Departments of Anesthesiology and Pathology & Laboratory Medicine, University of Wisconsin, Madison, WI, USA.
Transfus Med Rev. 2024 Jul;38(3):150834. doi: 10.1016/j.tmrv.2024.150834. Epub 2024 May 7.
Hemoglobin-based red blood cell transfusion (RBC) triggers do not clearly identify which patients with moderate anemia (hemoglobin 7-10 g/dL) will benefit from RBC transfusion. The National Heart, Lung, and Blood Institute has recognized the need for bedside oxygenation measures to enhance transfusion decision-making. This narrative review uses four studies to explore the potential of the oxygen extraction ratio (OER)-the ratio of consumed oxygen to delivered oxygen in a critical tissue bed as a more physiologically relevant indicator for guiding RBC transfusions in patients with moderate anemia. The aim of this review is to present existing data on the relationship between OER and responsiveness to RBC transfusion, as well as the feasibility of OER as bedside measure of tissue oxygenation. This review presents a narrative appraisal of three critical papers that investigate the relationship between OER and transfusion outcomes, and one paper that demonstrates proof-of-concept for a noninvasive device to measure OER at the bedside. Despite limitations in the existing studies, including small sample sizes and observational designs, the evidence collectively suggests that OER has the potential to enhance transfusion decision accuracy. The development of noninvasive measurement devices could facilitate widespread implementation in many kinds of care settings.

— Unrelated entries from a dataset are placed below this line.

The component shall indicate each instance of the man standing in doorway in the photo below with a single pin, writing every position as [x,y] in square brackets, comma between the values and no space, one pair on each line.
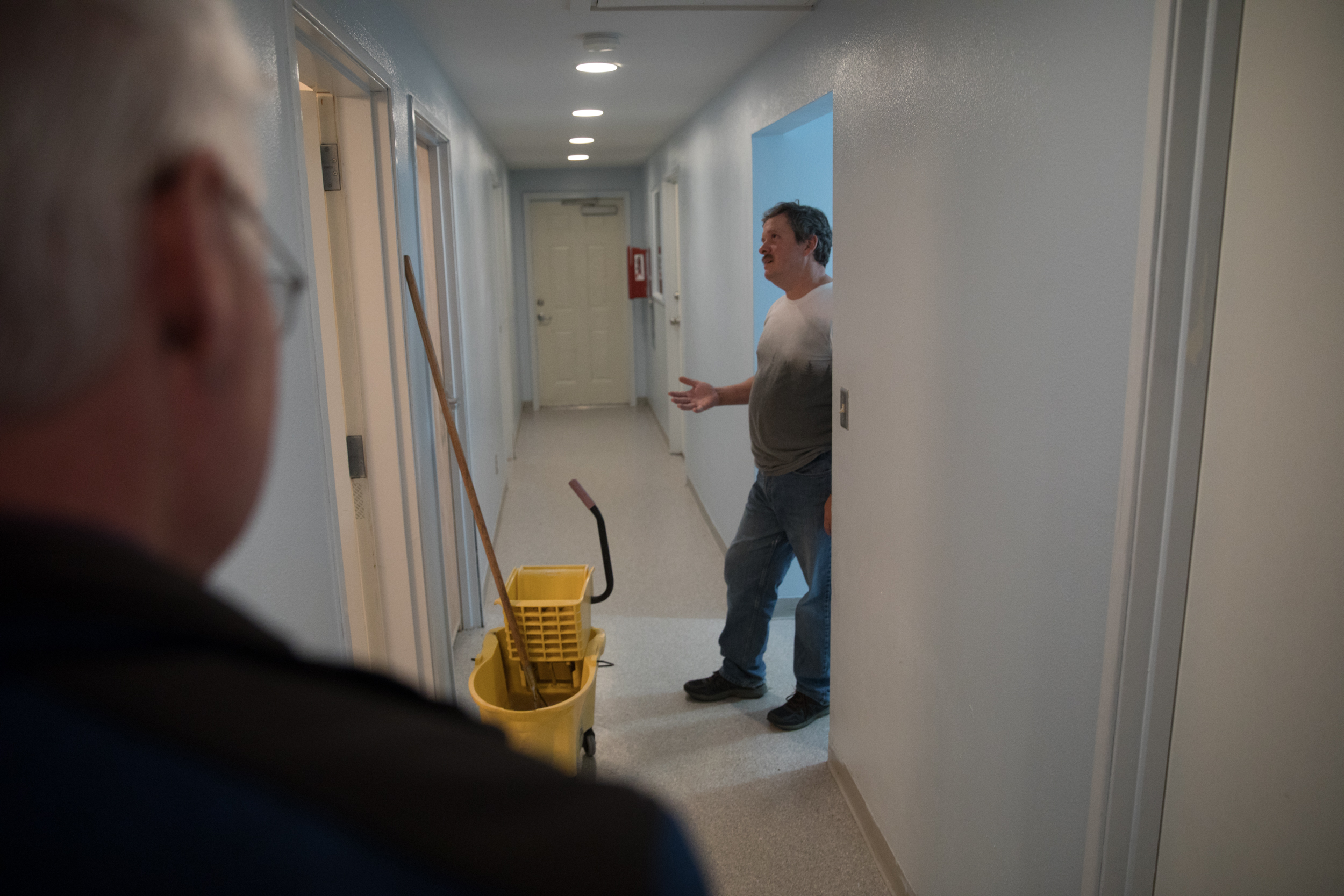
[788,511]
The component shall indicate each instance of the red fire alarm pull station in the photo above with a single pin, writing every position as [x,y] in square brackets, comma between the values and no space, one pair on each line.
[638,270]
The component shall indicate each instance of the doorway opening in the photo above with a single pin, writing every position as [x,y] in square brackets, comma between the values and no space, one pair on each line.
[347,159]
[439,289]
[581,323]
[791,160]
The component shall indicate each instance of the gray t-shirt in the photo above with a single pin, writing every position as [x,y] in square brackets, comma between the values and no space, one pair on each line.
[789,412]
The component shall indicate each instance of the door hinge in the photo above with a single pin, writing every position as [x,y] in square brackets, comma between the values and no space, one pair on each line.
[355,456]
[331,167]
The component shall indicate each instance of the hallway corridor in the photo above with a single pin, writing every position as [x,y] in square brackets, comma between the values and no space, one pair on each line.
[760,805]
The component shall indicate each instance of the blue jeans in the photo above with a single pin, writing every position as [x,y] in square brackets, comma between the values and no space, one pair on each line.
[783,519]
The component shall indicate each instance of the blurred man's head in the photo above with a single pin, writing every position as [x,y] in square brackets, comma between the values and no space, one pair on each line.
[136,334]
[795,243]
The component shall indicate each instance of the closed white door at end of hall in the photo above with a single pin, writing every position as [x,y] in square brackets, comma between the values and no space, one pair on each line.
[580,305]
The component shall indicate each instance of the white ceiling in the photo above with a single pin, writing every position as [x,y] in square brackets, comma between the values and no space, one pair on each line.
[512,63]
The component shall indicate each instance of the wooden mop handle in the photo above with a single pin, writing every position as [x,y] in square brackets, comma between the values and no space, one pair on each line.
[528,671]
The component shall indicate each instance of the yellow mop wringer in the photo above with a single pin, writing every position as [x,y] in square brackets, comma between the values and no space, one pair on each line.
[535,676]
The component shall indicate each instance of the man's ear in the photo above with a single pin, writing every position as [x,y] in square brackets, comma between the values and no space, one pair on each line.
[186,256]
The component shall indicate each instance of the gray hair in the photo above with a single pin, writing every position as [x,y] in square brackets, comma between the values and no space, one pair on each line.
[100,97]
[805,222]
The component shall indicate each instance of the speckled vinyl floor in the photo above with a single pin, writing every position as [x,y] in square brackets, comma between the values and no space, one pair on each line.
[760,805]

血红蛋白基红细胞输血(RBC)触发因素并不能明确确定哪些中度贫血(血红蛋白 7-10 g/dL)患者将从 RBC 输血中受益。美国国家心肺血液研究所已经认识到需要床边氧合措施来增强输血决策。本叙述性综述使用四项研究来探讨氧摄取率(OER)的潜力,即关键组织床中消耗的氧气与输送的氧气的比率,作为指导中度贫血患者 RBC 输血的更具生理相关性的指标。本综述的目的是介绍现有数据,说明 OER 与 RBC 输血反应之间的关系,以及 OER 作为床边组织氧合测量指标的可行性。本综述对三篇探讨 OER 与输血结果之间关系的关键论文进行了叙述性评估,以及一篇证明床边测量 OER 的非侵入性设备的概念验证论文。尽管现有研究存在局限性,包括样本量小和观察性设计,但证据表明,OER 有可能提高输血决策的准确性。非侵入性测量设备的开发可能会促进在许多护理环境中广泛实施。